# BiRNN-CRF vs Simple CRF Evaluation

This notebook compares performance between BiRNN-CRF and simple stationary CRF models.

In [8]:
! pip install seaborn
import torch
from pathlib import Path
import matplotlib.pyplot as plt
#import seaborn as sns
import pandas as pd
from typing import Dict, List
from pathlib import Path
import time, os

from corpus import TaggedCorpus
from lexicon import build_lexicon
from crf_backprop import ConditionalRandomFieldBackprop
from crf_neural import ConditionalRandomFieldNeural
from eval import model_cross_entropy, viterbi_error_rate

os.chdir("../data")



In [20]:

# Modify train_and_evaluate function
def train_and_evaluate(model_class, train_corpus, eval_corpus, **kwargs) -> Dict:
    start_time = time.time()
    
    # Create model using training corpus vocab/tagset
    model = model_class(train_corpus.tagset, train_corpus.vocab, **kwargs)
    
    # Ensure eval corpus uses same vocab/tagset 
    if not hasattr(eval_corpus, 'tagset'):
        eval_corpus = TaggedCorpus('endev', tagset=train_corpus.tagset, vocab=train_corpus.vocab)
    
    loss = lambda x: model_cross_entropy(x, eval_corpus)

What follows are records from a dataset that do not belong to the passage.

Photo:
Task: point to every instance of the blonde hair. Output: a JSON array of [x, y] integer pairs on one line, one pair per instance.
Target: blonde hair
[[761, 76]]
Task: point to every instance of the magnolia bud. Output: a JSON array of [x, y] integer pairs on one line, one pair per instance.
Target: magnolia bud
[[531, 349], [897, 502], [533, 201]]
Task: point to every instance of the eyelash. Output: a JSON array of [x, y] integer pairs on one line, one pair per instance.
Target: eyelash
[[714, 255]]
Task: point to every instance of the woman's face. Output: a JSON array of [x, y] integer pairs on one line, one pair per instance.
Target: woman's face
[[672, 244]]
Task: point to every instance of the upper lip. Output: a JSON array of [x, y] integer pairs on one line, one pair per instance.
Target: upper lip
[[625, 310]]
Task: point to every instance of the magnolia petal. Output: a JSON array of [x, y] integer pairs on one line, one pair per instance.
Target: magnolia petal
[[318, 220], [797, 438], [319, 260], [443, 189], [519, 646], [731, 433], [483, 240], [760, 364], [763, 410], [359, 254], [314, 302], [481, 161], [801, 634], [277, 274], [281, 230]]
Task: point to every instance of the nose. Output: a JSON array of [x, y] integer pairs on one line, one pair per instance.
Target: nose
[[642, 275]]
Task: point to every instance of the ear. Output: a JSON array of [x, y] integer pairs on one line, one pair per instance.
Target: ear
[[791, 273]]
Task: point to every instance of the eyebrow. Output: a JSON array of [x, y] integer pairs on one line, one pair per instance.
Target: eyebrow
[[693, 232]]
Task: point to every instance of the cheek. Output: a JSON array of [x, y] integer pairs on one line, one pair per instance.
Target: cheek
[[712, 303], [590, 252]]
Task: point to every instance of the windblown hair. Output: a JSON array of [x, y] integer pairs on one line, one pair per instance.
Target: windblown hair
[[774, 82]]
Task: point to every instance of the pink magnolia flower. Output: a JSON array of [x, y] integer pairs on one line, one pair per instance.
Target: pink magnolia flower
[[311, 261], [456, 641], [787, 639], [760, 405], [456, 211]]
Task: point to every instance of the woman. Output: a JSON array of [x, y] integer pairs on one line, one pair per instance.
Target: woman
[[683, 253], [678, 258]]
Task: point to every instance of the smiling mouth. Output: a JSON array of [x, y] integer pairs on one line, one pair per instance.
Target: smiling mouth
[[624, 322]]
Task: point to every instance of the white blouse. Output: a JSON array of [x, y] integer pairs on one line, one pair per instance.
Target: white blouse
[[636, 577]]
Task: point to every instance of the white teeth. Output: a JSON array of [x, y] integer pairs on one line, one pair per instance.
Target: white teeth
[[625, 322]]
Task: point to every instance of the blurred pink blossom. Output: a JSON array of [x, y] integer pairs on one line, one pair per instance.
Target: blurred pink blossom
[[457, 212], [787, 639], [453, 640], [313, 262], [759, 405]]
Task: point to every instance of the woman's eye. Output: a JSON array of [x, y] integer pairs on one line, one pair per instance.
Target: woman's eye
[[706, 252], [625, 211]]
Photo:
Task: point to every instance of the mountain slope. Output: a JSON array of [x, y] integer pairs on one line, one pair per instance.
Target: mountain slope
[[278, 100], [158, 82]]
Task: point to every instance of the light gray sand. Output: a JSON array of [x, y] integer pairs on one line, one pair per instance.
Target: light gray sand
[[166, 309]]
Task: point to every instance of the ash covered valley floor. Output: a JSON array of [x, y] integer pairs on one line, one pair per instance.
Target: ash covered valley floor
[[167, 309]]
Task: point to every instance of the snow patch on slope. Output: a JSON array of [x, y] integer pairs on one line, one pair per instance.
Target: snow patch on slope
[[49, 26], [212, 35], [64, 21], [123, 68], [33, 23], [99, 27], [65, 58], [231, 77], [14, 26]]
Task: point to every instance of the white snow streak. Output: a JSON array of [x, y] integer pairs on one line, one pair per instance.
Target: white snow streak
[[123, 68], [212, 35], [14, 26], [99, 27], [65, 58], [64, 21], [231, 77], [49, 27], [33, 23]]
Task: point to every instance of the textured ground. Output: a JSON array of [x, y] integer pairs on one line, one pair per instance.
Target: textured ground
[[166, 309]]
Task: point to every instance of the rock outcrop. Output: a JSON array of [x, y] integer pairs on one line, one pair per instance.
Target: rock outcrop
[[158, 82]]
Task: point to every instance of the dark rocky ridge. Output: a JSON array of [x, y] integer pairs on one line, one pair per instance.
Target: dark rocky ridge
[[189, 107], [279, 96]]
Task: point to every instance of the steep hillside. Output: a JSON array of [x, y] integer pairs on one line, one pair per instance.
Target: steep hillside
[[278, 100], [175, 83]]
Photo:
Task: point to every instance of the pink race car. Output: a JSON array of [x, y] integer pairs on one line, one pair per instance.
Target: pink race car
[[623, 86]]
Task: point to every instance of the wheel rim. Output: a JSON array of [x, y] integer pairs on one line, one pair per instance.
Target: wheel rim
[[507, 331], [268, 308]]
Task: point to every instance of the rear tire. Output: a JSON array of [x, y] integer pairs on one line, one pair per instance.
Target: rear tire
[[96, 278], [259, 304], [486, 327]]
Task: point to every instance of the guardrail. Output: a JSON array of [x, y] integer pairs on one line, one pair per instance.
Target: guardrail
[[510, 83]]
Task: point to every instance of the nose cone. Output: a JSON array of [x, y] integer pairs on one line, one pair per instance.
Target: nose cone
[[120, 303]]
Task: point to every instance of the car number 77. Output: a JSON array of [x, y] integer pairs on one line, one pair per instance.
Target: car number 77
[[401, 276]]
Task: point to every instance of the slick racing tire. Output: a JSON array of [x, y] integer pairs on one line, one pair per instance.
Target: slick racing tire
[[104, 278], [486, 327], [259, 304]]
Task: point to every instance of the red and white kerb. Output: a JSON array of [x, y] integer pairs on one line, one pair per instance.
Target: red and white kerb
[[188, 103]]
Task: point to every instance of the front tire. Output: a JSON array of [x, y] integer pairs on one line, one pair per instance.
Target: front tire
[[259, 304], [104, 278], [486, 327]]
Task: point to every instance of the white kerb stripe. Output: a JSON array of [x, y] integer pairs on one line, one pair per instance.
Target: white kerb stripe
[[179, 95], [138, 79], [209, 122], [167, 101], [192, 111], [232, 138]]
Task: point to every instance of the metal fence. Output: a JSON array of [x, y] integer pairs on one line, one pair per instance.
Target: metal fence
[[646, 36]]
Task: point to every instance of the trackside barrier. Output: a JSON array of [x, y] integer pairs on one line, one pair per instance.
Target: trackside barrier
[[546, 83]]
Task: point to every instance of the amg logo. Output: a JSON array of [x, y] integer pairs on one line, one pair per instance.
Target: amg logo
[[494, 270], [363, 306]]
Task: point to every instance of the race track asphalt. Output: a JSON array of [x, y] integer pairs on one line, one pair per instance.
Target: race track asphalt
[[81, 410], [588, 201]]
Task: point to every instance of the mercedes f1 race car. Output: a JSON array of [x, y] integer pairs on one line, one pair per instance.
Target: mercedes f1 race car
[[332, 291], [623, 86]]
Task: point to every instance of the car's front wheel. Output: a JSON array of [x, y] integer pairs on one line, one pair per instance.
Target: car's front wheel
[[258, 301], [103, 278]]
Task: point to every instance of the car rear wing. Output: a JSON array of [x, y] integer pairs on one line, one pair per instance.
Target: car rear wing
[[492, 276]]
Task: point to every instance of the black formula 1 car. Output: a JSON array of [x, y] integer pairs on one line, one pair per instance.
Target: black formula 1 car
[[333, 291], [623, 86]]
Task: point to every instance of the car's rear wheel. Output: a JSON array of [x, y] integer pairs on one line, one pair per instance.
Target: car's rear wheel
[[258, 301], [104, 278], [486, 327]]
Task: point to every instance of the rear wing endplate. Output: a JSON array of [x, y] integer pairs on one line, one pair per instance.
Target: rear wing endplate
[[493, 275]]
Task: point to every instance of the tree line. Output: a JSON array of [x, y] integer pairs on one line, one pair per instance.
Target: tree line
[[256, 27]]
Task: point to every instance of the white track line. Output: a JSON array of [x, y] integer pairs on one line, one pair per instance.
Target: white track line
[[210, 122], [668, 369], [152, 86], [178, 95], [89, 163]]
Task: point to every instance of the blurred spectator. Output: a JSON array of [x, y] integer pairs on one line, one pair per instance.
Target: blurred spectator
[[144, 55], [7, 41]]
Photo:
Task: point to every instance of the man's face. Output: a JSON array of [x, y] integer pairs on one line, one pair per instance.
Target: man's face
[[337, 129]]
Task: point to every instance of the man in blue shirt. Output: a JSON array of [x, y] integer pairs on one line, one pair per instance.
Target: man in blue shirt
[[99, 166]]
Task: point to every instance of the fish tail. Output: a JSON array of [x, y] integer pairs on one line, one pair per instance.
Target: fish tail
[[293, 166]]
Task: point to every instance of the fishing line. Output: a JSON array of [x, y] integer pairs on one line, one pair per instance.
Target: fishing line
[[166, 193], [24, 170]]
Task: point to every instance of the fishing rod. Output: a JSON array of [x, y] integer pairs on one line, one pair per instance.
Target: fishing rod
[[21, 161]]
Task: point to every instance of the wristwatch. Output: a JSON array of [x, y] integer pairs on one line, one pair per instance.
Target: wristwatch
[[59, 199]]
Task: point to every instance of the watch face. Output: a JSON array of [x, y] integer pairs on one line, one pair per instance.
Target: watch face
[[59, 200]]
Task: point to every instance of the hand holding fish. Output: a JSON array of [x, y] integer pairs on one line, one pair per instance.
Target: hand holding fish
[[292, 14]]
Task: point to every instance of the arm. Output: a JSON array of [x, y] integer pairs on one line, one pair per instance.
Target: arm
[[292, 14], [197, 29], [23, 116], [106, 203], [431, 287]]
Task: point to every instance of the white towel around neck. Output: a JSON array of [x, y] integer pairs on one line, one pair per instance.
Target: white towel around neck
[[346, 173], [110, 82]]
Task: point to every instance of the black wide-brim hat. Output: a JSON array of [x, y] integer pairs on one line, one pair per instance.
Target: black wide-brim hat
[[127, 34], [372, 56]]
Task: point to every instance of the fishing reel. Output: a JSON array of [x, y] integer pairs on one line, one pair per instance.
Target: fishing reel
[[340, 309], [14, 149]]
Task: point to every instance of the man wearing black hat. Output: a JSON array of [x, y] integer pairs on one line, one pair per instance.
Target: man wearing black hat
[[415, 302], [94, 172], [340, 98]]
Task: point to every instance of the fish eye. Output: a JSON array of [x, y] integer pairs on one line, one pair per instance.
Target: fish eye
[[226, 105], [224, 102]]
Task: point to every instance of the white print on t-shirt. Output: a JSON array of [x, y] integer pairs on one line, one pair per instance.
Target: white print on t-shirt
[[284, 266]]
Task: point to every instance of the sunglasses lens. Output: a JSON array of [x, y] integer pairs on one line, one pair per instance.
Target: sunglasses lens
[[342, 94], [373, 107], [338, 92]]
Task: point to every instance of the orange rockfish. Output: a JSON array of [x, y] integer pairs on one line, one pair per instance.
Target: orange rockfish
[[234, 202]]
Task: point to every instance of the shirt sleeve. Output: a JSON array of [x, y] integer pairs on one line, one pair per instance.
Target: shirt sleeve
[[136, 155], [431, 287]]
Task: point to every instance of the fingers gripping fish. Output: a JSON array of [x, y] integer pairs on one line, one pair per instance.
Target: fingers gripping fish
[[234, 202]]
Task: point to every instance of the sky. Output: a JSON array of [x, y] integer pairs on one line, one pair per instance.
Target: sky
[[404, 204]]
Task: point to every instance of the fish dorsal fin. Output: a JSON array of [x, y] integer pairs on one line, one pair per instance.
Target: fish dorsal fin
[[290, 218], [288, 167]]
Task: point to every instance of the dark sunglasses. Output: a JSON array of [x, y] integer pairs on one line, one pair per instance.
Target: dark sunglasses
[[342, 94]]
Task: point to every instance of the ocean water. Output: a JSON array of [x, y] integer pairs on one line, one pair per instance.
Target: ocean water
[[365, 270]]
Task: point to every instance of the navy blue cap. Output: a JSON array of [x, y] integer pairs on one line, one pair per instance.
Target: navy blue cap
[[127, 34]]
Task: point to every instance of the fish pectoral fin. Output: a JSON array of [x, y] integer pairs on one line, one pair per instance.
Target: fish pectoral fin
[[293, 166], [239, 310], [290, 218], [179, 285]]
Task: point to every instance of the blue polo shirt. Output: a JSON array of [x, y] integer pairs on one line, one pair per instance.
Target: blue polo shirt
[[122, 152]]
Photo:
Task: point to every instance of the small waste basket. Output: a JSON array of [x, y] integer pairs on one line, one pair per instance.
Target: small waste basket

    # Rest of function remains the same
    model.train(
        corpus=train_corpus,
        loss=loss,
        minibatch_size=kwargs.get('batch_size', 30),
        lr=kwargs.get('lr', 0.05), 
        reg=kwargs.get('reg', 0.0),
        max_steps=kwargs.get('max_steps', 2000)
    )
    
    training_time = time.time() - start_time
    
    return {
        'dev_cross_entropy': model_cross_entropy(model, eval_corpus),
        'dev_error_rate': viterbi_error_rate(model, eval_corpus),
        'train_cross_entropy': model_cross_entropy(model, train_corpus),
        'train_error_rate': viterbi_error_rate(model, train_corpus),
        'training_time': training_time
    }

In [15]:
# Load data
# Load data 
train_corpus = TaggedCorpus(Path('ensup'))  
eval_corpus = TaggedCorpus(Path('endev'), tagset=train_corpus.tagset, vocab=train_corpus.vocab)


# Create lexicon
lexicon = build_lexicon(train_corpus, embeddings_file=Path('words-10.txt'))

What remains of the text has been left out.